Afshan Daneshvar (b. 1972 Tehran, Iran – lives and works in SF, USA) is a multidisciplinary visual artist, whose works move between drawing and sculpture. Mentored by her father during the early stages of her artistic journey, Daneshvar developed a process rooted in patience, repetition, and contemplation. Her meditative works draw inspiration from "Siah-Mashgh"—Persian calligraphic practice sheets where words and letters are endlessly repeated regardless of meaning for the sake of achieving perfection. 
Since 2015, Daneshvar has expanded her exploration of repetition through the medium of paper—using book pages, newspapers, and even thread as materials of transformation. The act of cutting, layering, and arranging becomes a ritual in itself. In these works, repetition takes on physical form, appearing as dense strata of paper or in the quiet rhythm of razor blades placed with deliberate precision. The marks and cuts evoke both tenderness and tension, as if tracing the fragile boundary between destruction and creation.
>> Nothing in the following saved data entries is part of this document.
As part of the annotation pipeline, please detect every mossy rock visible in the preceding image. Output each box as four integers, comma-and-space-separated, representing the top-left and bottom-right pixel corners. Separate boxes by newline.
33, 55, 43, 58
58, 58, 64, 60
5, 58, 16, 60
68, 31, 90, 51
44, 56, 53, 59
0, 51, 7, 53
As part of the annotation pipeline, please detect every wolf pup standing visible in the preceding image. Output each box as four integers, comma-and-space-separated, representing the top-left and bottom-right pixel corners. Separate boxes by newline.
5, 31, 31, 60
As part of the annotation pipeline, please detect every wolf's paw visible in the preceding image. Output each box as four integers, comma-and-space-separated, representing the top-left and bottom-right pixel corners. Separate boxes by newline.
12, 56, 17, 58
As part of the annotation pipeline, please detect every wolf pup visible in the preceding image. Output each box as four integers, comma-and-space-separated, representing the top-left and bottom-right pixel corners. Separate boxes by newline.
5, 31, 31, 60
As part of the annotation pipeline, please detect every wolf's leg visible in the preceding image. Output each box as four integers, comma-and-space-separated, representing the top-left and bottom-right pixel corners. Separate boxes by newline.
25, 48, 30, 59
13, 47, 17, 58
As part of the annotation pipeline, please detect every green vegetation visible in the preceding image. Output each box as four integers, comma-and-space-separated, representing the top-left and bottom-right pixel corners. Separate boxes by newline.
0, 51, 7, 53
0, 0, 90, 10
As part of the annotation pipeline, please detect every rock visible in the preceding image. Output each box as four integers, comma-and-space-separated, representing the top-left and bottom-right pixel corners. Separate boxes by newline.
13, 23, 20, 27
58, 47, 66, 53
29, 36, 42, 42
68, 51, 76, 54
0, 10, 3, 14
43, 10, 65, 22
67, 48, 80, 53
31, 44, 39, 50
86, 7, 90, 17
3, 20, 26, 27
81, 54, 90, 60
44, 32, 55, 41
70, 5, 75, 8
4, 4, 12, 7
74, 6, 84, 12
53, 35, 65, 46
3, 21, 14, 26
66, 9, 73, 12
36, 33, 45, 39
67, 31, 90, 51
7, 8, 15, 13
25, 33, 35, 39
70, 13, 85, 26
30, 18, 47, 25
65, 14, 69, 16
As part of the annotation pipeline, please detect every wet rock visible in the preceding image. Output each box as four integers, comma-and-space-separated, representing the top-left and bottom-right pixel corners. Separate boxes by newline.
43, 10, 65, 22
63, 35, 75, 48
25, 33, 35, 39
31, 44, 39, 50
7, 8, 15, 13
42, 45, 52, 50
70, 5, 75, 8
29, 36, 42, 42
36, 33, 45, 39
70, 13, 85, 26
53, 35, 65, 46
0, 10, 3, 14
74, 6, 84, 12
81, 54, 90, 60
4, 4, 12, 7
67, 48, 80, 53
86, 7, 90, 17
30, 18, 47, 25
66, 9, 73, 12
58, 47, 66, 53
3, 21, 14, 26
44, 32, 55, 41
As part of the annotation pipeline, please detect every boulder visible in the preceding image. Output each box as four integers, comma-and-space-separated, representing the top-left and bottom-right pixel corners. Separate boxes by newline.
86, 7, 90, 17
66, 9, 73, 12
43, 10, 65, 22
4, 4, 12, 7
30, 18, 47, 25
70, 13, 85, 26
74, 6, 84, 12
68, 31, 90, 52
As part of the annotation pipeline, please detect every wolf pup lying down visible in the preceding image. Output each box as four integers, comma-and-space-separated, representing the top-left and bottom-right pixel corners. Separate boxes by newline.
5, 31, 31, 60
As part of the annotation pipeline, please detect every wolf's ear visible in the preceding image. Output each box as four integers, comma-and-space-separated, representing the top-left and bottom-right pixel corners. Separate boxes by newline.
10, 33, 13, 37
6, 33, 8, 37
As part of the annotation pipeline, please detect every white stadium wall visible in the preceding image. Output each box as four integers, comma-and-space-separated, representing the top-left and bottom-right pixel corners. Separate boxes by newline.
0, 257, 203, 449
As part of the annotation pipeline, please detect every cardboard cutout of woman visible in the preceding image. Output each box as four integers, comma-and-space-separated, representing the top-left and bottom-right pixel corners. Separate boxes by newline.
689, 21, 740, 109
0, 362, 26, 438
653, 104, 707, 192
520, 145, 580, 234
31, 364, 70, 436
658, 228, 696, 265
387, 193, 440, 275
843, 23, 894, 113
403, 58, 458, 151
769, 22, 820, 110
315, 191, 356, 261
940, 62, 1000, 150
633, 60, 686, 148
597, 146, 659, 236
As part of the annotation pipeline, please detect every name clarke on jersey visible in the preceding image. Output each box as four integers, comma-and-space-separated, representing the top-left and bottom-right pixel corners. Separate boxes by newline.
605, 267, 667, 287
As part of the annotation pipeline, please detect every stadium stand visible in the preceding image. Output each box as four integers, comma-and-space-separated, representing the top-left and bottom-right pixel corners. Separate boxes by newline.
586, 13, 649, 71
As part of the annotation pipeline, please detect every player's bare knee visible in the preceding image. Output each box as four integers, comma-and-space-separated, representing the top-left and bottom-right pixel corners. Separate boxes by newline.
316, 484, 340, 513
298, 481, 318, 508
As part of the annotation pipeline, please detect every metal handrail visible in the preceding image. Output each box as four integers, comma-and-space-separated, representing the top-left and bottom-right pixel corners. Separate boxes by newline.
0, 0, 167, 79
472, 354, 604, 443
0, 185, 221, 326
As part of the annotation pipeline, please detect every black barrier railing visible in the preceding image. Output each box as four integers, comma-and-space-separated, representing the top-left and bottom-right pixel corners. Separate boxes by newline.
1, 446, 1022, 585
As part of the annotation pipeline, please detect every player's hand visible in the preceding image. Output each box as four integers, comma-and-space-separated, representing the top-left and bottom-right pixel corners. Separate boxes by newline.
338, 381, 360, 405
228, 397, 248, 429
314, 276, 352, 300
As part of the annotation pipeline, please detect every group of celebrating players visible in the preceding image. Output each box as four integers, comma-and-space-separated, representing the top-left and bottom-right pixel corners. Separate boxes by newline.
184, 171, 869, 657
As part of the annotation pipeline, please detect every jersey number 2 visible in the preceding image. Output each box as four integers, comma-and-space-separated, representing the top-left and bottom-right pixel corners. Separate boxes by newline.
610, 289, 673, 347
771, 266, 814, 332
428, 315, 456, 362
Across her practice, Daneshvar maintains a direct dialogue between content and form. The written page, once a vessel of meaning, is reconfigured into a sculptural surface where language dissolves into texture. Through this process of reiteration and reconstruction, she binds past and future together—an ongoing act of remembrance that continually reaffirms the present.
In addition to her participation in numerous group exhibitions in Iran and abroad, Daneshvar’s works are placed in several public collections including Berlin’s Paper Museum, Farjam Collection and Tashkeel Art Collection in the UAE and many prominent private collections.